On the go: Faith Ward, chief responsible investment officer at Brunel Pension Partnership, has been named environmental finance personality of the year by news and analysis service Environmental Finance for her work making Brunel a “sustainability leader”.

Last year, Ward launched Brunel’s first climate change policy and, with her team, published a ‘Responsible investment and stewardship outcomes report’ looking at Brunel’s environmental, social and governance and responsible investment performance across a range of themes, including climate change.

She has also overseen the publication of the ‘Carbon metrics report’, which provides detail on the carbon footprint of Brunel’s portfolios and their holdings. 

Late last year, Ward was appointed chair of the Institutional Investors Group on Climate Change.

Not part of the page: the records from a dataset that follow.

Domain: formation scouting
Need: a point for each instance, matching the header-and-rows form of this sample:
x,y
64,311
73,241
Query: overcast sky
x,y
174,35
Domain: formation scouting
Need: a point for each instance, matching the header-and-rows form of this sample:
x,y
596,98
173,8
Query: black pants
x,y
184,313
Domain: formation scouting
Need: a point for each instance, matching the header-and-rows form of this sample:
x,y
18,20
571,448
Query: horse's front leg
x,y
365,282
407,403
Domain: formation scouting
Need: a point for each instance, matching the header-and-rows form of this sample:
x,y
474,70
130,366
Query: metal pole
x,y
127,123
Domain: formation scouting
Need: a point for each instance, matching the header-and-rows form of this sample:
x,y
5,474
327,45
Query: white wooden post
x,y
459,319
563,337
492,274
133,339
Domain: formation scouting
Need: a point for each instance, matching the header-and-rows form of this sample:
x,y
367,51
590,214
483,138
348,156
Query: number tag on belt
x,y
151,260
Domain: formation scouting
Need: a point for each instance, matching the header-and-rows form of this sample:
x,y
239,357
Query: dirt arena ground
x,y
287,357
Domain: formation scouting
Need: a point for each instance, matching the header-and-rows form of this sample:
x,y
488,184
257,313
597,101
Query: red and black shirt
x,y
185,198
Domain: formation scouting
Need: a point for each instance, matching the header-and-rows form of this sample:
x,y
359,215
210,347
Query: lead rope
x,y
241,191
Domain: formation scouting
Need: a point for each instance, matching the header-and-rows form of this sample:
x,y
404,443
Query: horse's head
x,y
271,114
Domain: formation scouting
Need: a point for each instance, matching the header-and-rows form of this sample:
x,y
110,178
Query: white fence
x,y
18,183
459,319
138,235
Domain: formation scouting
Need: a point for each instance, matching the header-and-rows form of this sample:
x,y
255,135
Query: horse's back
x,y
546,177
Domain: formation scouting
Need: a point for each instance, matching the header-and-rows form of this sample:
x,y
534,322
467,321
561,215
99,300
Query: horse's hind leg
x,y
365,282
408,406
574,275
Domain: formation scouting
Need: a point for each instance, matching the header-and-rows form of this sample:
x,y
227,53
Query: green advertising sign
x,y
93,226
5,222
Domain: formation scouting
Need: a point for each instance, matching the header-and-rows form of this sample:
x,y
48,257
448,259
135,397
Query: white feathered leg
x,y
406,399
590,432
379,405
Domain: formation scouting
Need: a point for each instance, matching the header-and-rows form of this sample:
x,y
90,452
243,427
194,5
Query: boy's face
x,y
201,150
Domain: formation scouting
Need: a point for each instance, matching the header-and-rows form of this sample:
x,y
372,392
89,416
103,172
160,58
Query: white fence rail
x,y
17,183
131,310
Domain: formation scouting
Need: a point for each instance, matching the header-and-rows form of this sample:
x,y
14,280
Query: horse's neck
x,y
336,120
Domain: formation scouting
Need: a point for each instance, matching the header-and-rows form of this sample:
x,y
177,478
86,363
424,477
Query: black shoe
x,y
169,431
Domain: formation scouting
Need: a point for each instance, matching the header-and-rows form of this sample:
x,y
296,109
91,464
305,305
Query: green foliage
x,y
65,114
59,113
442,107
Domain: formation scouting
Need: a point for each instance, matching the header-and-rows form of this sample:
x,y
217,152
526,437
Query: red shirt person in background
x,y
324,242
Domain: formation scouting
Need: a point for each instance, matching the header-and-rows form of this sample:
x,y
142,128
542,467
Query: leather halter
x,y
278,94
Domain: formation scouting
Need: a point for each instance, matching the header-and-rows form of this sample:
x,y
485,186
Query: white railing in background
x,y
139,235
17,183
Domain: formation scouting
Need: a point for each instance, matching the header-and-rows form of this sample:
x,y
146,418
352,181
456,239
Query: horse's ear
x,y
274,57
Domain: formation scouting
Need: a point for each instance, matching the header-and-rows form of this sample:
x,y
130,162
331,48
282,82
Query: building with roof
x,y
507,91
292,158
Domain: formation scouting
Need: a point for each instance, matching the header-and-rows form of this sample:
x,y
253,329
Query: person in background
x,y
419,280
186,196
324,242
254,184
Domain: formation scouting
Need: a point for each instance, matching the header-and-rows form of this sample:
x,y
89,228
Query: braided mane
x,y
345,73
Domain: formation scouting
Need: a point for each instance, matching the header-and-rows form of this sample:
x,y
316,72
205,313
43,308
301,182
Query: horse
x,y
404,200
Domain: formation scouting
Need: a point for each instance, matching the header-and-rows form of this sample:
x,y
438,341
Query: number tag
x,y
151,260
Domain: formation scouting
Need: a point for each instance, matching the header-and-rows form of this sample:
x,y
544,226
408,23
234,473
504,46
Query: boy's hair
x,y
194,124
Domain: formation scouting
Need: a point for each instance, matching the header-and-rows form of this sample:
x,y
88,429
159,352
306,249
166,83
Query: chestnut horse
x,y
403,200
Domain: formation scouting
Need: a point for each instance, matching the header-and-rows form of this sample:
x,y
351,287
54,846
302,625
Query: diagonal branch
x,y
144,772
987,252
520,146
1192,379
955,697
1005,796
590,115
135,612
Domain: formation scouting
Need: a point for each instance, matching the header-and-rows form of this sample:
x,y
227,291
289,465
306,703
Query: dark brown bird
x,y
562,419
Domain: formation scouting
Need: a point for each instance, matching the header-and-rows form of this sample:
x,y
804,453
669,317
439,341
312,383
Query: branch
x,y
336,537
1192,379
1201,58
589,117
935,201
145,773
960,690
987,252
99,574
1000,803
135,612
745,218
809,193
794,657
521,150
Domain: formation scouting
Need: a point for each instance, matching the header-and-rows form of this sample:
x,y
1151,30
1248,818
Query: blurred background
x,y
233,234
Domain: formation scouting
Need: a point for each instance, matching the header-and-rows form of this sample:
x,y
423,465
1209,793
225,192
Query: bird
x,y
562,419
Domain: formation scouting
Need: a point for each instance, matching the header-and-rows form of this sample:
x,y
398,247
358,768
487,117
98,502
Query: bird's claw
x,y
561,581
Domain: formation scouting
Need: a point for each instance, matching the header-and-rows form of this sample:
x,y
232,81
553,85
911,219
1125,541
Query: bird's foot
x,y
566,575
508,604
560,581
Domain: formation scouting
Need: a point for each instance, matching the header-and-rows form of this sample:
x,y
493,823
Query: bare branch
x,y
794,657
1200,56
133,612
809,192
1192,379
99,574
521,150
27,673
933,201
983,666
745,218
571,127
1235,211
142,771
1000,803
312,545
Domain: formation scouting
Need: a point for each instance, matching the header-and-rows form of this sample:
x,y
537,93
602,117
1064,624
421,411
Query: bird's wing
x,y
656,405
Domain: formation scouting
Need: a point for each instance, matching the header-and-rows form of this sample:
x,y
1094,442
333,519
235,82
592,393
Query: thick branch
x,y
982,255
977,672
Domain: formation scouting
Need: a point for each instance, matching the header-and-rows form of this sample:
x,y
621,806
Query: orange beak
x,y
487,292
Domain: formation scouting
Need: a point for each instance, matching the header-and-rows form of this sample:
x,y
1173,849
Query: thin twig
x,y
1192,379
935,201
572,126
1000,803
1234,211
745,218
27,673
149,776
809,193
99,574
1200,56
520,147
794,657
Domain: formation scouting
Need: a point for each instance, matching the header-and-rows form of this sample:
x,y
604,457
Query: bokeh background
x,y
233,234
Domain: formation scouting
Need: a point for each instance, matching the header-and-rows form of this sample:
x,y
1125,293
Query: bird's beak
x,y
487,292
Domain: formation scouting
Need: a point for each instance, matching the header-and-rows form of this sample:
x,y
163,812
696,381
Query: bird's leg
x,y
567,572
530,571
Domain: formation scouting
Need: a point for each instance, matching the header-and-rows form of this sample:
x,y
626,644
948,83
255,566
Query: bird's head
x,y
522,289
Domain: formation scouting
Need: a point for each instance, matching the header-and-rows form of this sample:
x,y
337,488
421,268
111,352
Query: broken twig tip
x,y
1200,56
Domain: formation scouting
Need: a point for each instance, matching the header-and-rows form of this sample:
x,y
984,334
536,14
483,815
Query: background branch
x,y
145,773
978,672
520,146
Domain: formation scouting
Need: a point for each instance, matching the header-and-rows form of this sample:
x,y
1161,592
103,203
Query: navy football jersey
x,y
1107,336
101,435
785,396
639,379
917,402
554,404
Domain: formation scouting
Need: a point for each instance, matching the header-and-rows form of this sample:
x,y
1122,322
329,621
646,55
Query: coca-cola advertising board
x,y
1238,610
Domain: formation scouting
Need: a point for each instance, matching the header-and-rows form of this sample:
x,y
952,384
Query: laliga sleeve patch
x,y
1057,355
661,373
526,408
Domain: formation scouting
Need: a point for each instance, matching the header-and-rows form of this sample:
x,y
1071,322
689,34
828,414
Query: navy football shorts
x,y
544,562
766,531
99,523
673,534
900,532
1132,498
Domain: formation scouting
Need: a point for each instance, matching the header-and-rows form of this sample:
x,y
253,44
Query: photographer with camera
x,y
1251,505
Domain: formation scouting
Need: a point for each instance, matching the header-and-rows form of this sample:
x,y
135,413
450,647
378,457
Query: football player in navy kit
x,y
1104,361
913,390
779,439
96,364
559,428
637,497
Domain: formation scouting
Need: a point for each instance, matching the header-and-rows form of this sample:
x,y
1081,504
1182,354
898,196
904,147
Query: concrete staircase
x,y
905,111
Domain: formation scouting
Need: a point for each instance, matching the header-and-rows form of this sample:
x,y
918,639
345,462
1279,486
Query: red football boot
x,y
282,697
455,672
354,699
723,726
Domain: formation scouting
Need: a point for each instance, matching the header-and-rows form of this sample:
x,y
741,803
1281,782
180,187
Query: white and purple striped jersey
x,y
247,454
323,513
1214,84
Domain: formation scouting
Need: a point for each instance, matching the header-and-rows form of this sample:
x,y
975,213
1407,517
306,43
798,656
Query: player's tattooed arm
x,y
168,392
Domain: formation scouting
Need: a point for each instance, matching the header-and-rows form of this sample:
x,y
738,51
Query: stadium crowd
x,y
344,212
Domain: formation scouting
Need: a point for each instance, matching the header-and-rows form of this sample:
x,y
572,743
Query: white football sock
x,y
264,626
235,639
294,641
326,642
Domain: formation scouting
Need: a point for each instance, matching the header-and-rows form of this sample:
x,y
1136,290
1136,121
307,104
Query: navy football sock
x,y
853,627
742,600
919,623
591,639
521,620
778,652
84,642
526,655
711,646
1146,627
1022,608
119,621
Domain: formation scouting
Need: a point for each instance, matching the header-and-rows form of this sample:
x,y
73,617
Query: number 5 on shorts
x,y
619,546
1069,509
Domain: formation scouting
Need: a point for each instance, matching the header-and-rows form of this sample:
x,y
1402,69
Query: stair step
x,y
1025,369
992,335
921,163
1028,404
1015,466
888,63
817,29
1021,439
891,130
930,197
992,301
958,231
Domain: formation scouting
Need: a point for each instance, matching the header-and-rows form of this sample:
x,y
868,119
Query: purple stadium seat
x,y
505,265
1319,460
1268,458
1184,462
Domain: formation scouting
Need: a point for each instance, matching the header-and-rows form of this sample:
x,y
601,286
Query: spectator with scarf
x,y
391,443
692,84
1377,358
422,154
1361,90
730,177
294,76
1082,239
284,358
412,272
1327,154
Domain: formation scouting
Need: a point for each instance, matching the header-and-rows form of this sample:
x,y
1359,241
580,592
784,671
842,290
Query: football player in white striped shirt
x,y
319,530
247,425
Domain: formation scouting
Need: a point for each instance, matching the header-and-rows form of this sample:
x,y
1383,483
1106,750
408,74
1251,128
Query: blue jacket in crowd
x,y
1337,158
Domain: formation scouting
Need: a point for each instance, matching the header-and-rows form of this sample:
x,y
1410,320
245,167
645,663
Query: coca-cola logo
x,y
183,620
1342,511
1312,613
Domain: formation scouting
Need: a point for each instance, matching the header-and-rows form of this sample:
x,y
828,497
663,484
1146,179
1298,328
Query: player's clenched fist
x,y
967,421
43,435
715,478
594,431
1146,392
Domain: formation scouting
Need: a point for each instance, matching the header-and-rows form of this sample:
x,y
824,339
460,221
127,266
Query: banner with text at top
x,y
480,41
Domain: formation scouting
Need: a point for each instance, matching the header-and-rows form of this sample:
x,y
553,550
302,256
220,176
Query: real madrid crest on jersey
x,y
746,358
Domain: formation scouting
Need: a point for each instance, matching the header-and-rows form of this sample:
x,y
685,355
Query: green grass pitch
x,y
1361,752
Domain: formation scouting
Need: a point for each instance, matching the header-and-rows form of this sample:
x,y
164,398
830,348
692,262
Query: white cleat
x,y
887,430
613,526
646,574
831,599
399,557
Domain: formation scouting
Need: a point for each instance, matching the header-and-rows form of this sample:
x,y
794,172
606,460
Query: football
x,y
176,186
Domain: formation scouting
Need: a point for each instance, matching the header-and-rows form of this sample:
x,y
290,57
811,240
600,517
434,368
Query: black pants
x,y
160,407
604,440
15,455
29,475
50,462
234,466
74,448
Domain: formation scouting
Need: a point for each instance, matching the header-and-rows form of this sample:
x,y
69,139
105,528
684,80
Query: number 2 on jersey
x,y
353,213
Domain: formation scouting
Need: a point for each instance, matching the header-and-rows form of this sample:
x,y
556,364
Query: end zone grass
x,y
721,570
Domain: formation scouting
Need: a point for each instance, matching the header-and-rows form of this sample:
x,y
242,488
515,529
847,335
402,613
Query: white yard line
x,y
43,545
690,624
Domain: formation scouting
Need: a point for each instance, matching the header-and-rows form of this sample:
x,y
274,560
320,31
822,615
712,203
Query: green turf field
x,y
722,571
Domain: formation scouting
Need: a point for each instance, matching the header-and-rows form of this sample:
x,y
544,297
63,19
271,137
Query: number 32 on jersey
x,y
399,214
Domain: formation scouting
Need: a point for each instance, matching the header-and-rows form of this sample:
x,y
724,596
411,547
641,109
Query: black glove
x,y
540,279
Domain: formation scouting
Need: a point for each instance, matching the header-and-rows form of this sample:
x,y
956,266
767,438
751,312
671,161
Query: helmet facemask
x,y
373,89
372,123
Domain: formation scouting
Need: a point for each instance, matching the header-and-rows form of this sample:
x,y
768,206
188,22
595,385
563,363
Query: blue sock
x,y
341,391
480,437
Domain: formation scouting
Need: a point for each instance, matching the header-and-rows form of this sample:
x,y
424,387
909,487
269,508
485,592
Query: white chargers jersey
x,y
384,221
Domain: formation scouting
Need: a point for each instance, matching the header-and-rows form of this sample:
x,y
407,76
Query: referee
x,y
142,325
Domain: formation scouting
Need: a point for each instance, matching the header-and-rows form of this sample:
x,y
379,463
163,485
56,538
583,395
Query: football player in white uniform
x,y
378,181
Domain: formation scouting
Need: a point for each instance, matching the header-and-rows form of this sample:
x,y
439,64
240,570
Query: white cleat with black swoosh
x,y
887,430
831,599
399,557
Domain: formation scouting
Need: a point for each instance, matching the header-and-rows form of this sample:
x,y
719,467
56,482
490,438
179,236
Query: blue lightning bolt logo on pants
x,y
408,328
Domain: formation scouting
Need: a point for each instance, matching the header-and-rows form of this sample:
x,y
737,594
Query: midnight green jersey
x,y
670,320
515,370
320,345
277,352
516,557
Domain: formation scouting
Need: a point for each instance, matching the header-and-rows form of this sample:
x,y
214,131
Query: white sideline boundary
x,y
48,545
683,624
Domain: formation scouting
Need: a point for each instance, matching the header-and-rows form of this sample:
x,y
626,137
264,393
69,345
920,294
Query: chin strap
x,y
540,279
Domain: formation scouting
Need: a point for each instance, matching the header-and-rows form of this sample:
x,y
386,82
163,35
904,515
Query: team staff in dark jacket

In spring 2021, the IIGCC launched its Net Zero Investment Framework, the first comprehensive framework to enable investors to implement the Paris Agreement.

Environment Finance said: “The depth of reporting she has enabled at Brunel goes far beyond regulatory requirements and fits with her belief that real progress requires radical transparency.”

Pensions Expert reported in May on the success of Brunel Pension Partnership, which is comprised of 10 local government pension schemes and has around £30bn in assets under management, in reducing the carbon intensity of all its active portfolios – and all but one of its index-tracking portfolios – by at least 7 per cent compared with its 2019 baseline.

In its ‘2021 Responsible investment and stewardship outcomes report’, Brunel reported it has increased the percentage of women on boards of companies within its active portfolios. It also highlighted its engagement on 3,101 issues at 881 companies, achieving 1,050 milestones, and its engagement with banks to change practices on fossil fuel lending.

Ward previously worked at the Environment Agency Pension Fund and helped to make it the first UK pension fund to publish a plan to invest for a temperature rise of less than 2C.